Qiana Whitted is an associate professor of English and African American Studies. She specializes in 20th-Century African-American literature and culture, American comics and graphic novels and Southern literature. White can offer commentary on the upcoming film “Black Panther," the solo debut on the big screen for Marvel’s first black comic superhero. 

News contact: Mary-Kathryn Craftcraftm@mailbox.sc.edu, 803-576-6195.
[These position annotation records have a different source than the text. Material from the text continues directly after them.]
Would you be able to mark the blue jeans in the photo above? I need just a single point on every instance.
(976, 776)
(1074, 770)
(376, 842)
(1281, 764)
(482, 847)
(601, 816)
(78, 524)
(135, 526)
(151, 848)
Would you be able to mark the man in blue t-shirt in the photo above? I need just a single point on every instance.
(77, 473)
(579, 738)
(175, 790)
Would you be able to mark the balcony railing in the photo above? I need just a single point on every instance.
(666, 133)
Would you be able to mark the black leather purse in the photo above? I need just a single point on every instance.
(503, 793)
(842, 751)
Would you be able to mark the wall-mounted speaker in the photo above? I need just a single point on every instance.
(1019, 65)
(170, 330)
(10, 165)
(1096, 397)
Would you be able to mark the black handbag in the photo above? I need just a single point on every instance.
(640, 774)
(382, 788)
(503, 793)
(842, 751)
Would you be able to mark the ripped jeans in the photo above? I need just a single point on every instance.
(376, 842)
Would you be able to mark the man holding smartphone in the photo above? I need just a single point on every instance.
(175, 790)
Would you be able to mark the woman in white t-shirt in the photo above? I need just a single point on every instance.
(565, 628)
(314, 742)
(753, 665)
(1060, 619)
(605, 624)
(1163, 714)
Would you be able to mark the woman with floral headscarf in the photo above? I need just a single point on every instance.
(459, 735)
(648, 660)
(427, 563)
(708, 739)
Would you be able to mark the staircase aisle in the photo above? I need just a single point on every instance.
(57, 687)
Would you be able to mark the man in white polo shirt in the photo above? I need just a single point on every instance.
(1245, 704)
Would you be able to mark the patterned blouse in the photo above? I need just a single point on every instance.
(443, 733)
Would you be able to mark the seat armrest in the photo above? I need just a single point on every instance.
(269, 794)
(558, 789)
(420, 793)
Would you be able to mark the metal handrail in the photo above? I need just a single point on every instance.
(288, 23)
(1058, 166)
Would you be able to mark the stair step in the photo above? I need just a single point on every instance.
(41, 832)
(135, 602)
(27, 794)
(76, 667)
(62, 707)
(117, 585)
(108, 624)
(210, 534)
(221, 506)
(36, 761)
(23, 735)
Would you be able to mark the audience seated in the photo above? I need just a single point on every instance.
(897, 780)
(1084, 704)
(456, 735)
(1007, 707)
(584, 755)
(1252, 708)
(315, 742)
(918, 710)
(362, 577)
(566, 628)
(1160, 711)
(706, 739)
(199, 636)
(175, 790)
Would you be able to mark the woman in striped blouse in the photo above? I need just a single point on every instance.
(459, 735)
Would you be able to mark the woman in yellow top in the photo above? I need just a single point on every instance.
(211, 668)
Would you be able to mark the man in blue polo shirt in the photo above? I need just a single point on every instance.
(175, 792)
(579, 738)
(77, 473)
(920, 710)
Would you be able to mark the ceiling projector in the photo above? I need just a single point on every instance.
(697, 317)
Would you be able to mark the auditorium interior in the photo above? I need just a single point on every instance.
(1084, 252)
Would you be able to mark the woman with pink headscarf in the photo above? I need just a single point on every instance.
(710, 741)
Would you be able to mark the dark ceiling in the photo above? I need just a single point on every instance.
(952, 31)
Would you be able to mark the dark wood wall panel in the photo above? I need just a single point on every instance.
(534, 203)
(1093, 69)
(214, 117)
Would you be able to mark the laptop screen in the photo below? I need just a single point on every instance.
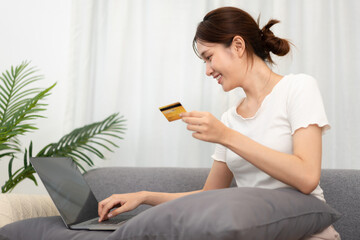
(69, 191)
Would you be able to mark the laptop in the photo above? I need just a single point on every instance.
(71, 194)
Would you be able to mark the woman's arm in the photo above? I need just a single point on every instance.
(300, 169)
(219, 177)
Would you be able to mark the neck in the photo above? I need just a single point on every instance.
(259, 81)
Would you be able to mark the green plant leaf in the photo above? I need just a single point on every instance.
(82, 141)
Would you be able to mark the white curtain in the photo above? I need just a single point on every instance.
(133, 56)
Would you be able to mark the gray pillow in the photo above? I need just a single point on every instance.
(46, 228)
(232, 213)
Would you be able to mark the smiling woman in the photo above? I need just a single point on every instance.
(272, 138)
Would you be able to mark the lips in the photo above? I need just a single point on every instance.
(218, 78)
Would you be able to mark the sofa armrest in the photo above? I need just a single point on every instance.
(15, 207)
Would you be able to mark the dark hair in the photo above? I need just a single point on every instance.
(223, 24)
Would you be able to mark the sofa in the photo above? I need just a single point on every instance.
(341, 190)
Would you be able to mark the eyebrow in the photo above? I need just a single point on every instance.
(203, 54)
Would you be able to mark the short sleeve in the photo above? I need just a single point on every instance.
(220, 150)
(305, 105)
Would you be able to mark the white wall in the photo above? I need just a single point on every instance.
(38, 31)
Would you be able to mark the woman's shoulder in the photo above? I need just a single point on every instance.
(299, 79)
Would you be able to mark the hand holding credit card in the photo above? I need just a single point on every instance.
(172, 111)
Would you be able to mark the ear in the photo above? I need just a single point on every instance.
(238, 45)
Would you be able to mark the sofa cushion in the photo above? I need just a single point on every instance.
(232, 213)
(46, 228)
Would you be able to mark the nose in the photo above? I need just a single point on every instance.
(209, 69)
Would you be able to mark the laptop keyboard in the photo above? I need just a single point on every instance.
(109, 221)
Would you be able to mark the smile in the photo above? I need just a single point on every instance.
(218, 78)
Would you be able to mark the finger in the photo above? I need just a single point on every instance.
(102, 204)
(192, 114)
(193, 120)
(195, 128)
(198, 135)
(122, 209)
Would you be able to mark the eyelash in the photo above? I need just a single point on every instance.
(208, 58)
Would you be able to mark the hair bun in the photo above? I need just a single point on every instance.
(272, 43)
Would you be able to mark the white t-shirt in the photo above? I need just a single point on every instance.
(294, 102)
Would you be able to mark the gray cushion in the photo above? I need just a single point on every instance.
(46, 228)
(233, 213)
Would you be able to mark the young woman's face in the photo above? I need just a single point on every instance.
(222, 63)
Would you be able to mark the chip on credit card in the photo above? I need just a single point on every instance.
(172, 111)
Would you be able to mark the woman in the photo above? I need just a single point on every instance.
(272, 138)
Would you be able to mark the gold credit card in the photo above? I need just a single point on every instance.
(172, 111)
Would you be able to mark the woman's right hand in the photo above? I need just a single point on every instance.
(123, 203)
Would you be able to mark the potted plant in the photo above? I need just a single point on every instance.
(21, 104)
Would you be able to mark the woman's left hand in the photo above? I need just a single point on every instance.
(205, 126)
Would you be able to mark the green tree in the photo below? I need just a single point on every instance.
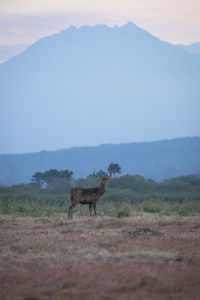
(114, 168)
(101, 173)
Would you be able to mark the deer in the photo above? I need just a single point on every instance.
(88, 196)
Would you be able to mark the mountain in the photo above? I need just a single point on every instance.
(96, 85)
(193, 48)
(157, 160)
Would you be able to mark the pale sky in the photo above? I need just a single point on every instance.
(22, 22)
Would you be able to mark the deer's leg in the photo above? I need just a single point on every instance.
(90, 208)
(70, 210)
(94, 208)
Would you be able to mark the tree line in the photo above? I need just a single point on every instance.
(54, 177)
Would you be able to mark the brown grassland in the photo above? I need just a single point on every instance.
(144, 256)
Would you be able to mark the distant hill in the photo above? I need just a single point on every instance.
(157, 160)
(96, 85)
(193, 48)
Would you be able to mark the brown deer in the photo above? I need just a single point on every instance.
(88, 196)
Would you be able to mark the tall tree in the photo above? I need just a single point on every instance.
(114, 168)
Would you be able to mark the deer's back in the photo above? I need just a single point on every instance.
(84, 195)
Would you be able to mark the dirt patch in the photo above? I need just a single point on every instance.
(141, 257)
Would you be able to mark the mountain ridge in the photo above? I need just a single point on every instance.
(97, 85)
(157, 160)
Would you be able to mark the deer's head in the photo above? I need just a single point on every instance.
(104, 179)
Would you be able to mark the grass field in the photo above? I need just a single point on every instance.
(143, 256)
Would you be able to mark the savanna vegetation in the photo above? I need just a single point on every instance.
(49, 193)
(144, 244)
Seulghee Lee is an assistant professor of English and African American Studies. His research and teaching interests include critical method surrounding race, gender and anti-blackness, pop culture, Asian-American and African-American poetry and critical theory. He can offer commentary on the upcoming film “Black Panther” as well as representations of race in literature and pop culture. 

News contact: Mary-Kathryn Craftcraftm@mailbox.sc.edu, 803-576-6195.


Education
Education professor Gloria Boutte has spent her career researching how to achieve equity in teaching for African-American students. She created the Center for the Education and Equity of African-American Students (CEEAAS) at USC. Through partnerships with public schools across the state and through numerous outreach programs, the center aims to improve instruction for black students, advocate for educational policies that could improve equity and serve as a forum for community engagement. She is also an expert in culturally relevant teaching strategies.